The solution is to keep using a Trainer instance but manage the store yourself, running the algorithm and runner roles separately. This approach mirrors the internal process orchestration of Trainer.fit, but with more visibility and control. Below, we show a step-by-step guide to achieve this with the calc_agent example.

1. Launch the store manually. In a separate terminal, start the store:

agl store --port 4747

Then, in your training script, create a LightningStoreClient and pass it to the trainer:

client = agl.LightningStoreClient("http://localhost:4747")
trainer = agl.Trainer(store=client, ...)

Set the environment variable AGL_MANAGED_STORE=0 so the trainer doesn't attempt to manage the store automatically.

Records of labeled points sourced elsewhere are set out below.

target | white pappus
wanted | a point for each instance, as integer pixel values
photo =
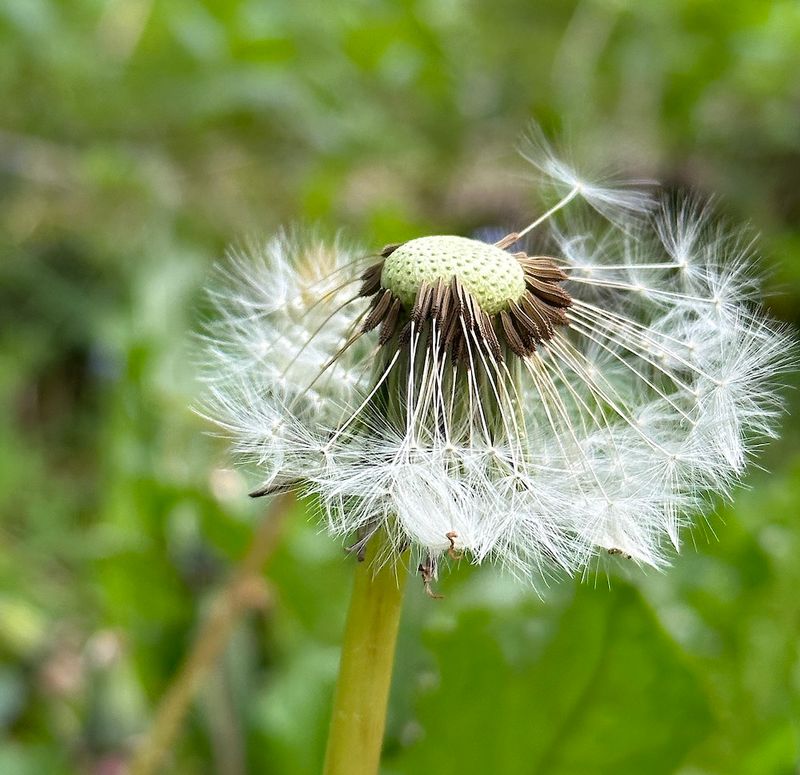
(536, 409)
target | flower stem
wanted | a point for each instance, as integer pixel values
(365, 669)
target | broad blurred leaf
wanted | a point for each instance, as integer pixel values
(611, 693)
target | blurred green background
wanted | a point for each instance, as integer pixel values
(137, 138)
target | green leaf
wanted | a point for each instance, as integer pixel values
(610, 693)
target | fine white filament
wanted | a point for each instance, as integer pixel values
(606, 438)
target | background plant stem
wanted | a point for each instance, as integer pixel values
(365, 670)
(243, 591)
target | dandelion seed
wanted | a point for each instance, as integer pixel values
(476, 400)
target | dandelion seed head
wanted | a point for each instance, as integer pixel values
(474, 397)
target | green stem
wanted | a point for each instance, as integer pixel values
(365, 669)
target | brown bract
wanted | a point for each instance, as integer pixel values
(449, 309)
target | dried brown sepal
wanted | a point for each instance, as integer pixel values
(390, 322)
(380, 307)
(371, 280)
(387, 250)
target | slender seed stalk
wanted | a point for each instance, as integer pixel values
(365, 669)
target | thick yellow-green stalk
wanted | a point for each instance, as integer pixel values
(365, 670)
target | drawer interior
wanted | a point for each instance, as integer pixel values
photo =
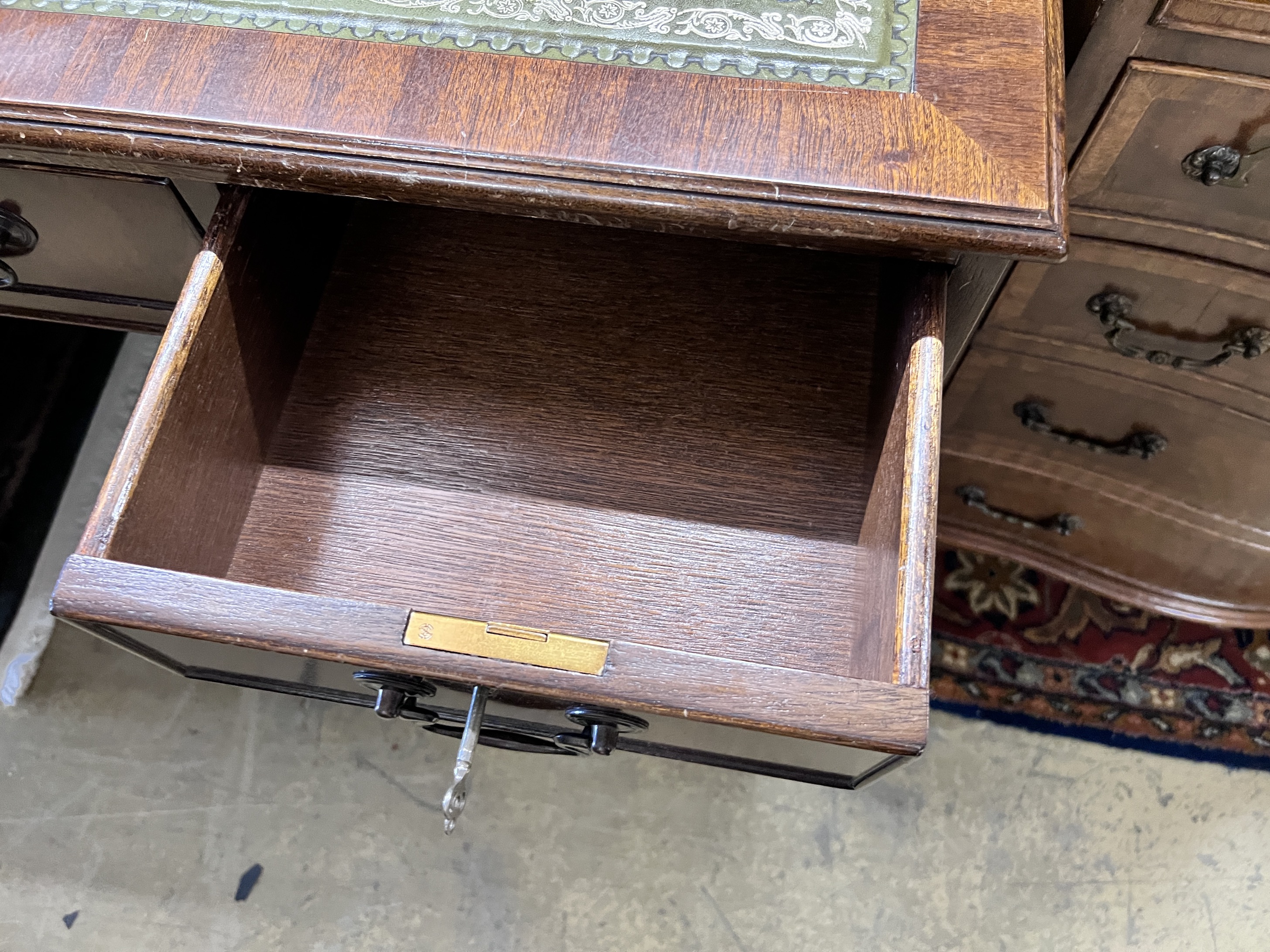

2. Start the runner and algorithm processes separately. Each process should run the same training script, but with different environment variables specifying the current role. This setup faithfully mirrors how Trainer.fit orchestrates these components behind the scenes.

# Terminal 2 – Runner process
AGL_MANAGED_STORE=0 AGL_CURRENT_ROLE=runner \
    python train_calc_agent.py --external-store-address http://localhost:4747 --val-file data/test_mini.parquet

# Terminal 3 – Algorithm process
AGL_MANAGED_STORE=0 AGL_CURRENT_ROLE=algorithm \
    python train_calc_agent.py --external-store-address http://localhost:4747 --val-file data/test_mini.parquet

3. Reuse your existing trainer configuration. You can continue using the same datasets, adapters, and proxies as usual. Because the store is now external, you can:

Attach debuggers to either the algorithm or runner process
Add fine-grained logging or tracing
Simulate partial failures or latency in individual components

This setup provides a faithful reproduction of the algorithm–runner interaction while keeping the store visible for inspection. Once you’ve resolved the issue, simply set AGL_MANAGED_STORE=1 (or omit it) to return to the standard managed training workflow.